Jerry West: James was an impossible matchup. Put a smaller guy on him and he'd go over him. Put a taller guy on him and he'd go around him. Put a smaller, quicker guy on him and he'd still go around him. That was his special skill.
Pat Riley: I don't think there has been or will be a better small forward than James. He was always such a quiet guy. But when he was in his prime, I can guarantee you, there wasn't anybody who could touch him.
Angela Wilder: (James' ex-wife and mother of their two daughters) He's a great dad. James is a very good guy. He really is.
He became the sixth player in Lakers history to have his jersey retired when on December 10, 1995, his #42 was retired.
He worked for CBS Sports as a color commentator for the 1999, 2000 and 2001 NCAA Men's Basketball Tournaments. In 1999 he worked six games with play-by-play man Tim Brando; in 2000 he worked nine games with play-by-play man Dick Enberg and in 2001 he worked six games with play-by-play man Craig Bolerjack.
In a 12-year NBA career, he compiled the following statistics:
Games Played: 926
Games Started: 717
Field Goal Percentage: 52.1% (6,878 of 13,204)
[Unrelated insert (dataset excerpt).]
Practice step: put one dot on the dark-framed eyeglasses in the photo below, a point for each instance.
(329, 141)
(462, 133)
Three-Point Field Goal Percentage: 24.1% (117 of 486)
Free Throw Percentage: 76.9% (2,447 of 3,184)
Rebounds: 4,708 (3,147 defensive & 1,561 offensive)
Rebounds per game: 5.1
Assists: 2,791 (3.0/game)
Steals: 1,041 (1.1/game)
Blocked Shots: 624 (0.7/game)
Turnovers: 1,859 (2.0/game)
Personal Fouls: 1,975 (2.1/game)
Points: 16,320 (17.6/game)
He was known for his trademark goggles, which he began wearing after sustaining an eye injury in a March 1985 game against the Utah Jazz. He wore the goggles for the remainder of his career.
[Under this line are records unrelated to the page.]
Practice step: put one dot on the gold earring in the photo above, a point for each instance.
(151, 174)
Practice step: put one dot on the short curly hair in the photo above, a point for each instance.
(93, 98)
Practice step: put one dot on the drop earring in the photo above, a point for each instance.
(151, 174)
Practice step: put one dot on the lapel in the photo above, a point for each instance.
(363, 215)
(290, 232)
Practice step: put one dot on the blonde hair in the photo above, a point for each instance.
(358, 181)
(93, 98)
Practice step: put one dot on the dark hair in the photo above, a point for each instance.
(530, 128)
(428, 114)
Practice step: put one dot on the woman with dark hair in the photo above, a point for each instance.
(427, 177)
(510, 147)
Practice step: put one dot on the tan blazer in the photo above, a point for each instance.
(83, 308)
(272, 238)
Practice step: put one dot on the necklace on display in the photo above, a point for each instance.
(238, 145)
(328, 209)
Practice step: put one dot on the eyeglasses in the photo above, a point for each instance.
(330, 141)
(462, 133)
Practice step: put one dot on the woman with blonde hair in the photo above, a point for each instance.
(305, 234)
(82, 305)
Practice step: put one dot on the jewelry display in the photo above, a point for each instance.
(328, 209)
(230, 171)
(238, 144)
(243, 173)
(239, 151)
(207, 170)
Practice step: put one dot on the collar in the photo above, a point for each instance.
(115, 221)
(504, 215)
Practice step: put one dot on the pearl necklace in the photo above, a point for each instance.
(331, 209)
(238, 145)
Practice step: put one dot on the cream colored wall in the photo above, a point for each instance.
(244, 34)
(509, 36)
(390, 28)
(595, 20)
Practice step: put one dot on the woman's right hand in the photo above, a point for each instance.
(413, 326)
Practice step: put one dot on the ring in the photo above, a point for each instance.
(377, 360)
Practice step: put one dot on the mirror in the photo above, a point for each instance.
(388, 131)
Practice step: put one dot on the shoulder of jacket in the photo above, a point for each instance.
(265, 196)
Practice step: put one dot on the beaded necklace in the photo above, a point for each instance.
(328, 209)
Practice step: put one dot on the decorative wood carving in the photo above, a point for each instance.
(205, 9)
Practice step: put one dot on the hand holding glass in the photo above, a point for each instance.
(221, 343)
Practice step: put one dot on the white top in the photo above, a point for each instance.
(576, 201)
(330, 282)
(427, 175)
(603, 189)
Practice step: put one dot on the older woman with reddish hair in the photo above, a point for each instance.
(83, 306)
He was married to Angela Wilder from 1984 to 1996. They have two daughters, Sable and Sierra.
He was given the nickname "Big Game James" by longtime Lakers play-by-play man Chick Hearn.
He attended the University of North Carolina for three years. He turned pro in 1982 after his junior year in which the Tar Heels won the National Championship. He later completed his degree via summer school. He was names the Most Outstanding Player of the 1982 Final Four.
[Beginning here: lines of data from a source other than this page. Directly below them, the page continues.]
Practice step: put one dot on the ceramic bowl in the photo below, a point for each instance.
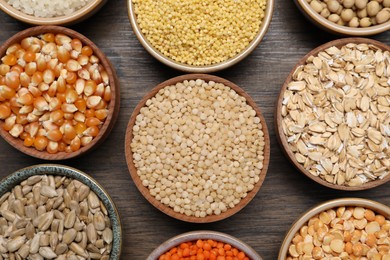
(145, 191)
(332, 27)
(113, 106)
(332, 204)
(79, 15)
(204, 234)
(282, 138)
(14, 179)
(206, 68)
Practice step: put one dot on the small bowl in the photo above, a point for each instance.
(145, 191)
(206, 68)
(113, 106)
(345, 202)
(204, 234)
(278, 122)
(332, 27)
(81, 14)
(8, 183)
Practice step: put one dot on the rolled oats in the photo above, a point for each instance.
(336, 114)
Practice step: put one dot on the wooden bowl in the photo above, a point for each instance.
(145, 191)
(282, 137)
(206, 68)
(14, 179)
(83, 13)
(204, 234)
(345, 202)
(332, 27)
(113, 106)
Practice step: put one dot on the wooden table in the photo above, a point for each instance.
(285, 193)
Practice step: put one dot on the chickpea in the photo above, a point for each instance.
(316, 5)
(365, 22)
(347, 15)
(362, 13)
(333, 6)
(334, 18)
(348, 3)
(354, 22)
(325, 13)
(360, 4)
(383, 16)
(373, 8)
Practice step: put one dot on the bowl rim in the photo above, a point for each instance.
(320, 21)
(205, 68)
(349, 201)
(113, 106)
(84, 12)
(8, 182)
(278, 115)
(145, 191)
(204, 234)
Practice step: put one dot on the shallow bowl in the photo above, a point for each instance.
(79, 15)
(113, 106)
(278, 115)
(9, 182)
(145, 191)
(206, 68)
(344, 202)
(332, 27)
(204, 234)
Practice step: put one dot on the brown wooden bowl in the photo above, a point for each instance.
(145, 191)
(325, 24)
(377, 207)
(193, 236)
(113, 106)
(205, 68)
(278, 115)
(83, 13)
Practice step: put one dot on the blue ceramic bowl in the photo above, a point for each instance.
(17, 177)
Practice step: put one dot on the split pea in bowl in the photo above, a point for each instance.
(200, 36)
(197, 148)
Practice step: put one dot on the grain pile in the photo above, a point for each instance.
(335, 114)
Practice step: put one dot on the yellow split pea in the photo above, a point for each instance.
(199, 32)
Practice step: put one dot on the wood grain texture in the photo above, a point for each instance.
(285, 193)
(145, 191)
(281, 137)
(113, 106)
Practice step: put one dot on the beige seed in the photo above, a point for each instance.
(48, 191)
(14, 244)
(47, 253)
(69, 236)
(78, 250)
(107, 235)
(70, 219)
(91, 233)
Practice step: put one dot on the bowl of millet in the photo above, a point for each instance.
(197, 148)
(204, 244)
(51, 12)
(347, 228)
(200, 36)
(59, 94)
(348, 17)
He was drafted with the first overall pick by the NBA champion Los Angeles Lakers in 1982.
He went to Ashbrook High School in Gastonia, NC, where he was an All-American. In his senior year he averaged 21.5 points and 12.5 rebounds per game and led his team to the state championship game, which they lost.
He is listed at 6 foot 9 and 225 lbs.
He played alongside Magic Johnson on the Lakers.
He played for the Los Angeles Lakers his entire career.
Was named one of 50 Greatest Players in NBA History (1996).
He was a seven-time NBA All-Star (1986-92)
He was on the NBA All-Rookie Team (1983)
He was All-NBA Third Team (1990, '91).
He was the NBA Finals MVP (1988).
He won 3 NBA championships with the Los Angeles Lakers. (1985, '87, '88).
He was elected to Naismith Memorial Basketball Hall of Fame (2003)
His career lasted from 1982-1994.
(on why he chose to attend the university of North Carolina)
James: [UNC Coach Dean Smith] talked to my parents and promised two things; I would go to class and I had to go to church unless I had a letter from my parents. From that point I knew I wanted to play for Coach Smith.
James: The young guys, with the exception of Kareem [Abdul-Jabbar], really didn't understand that rivalry that the Celtics and the Lakers had back when the Celtics were dominating the league in the '60s and early '70s, ... It wasn't until Larry [Bird] and Magic [Johnson] faced off again that the whole history was conjured up and put on our shoulders, and it was an overwhelming experience for me. I grew up watching Jo-Jo White and Paul Silas, and respected those guys.
James: Hatred would be a strong word, ... We really respected each other. A lot of people didn't realize that the Lakers and the Celtics had the utmost respect for one another and probably feared each other the most. We knew we were equally talented and we knew that we balanced each other out on the floor, and there had to be an edge.
James: It seemed like the players were a little bit more loyal, ... I know there's a lot more financial enhancement going on in the game right now, but it seems like players were eager to build around their team [when he played], as opposed to two or three years here, then move on. I like the game the way it was back then. There was more parity in the league.
James: It wasn't hatred, ... It was playoffs, time to focus on the Celtics, and I'm not going to be friendly until maybe I see you in the Bahamas in July and August and maybe we can catch up. That's just the way it was.
James: I like the game the way it was, because there seemed to be a little more respect for your opponents and for your own teammates, ... The game was played, in my opinion, way differently - more as a team.
James: In going from sports to business, you can bring some of the same principles. There's a lot of correlation between the two worlds.
(on being inducted into the Hall of Fame)
James: This is the ultimate. It is more than an honor to be amongst the Hall of Famers tonight.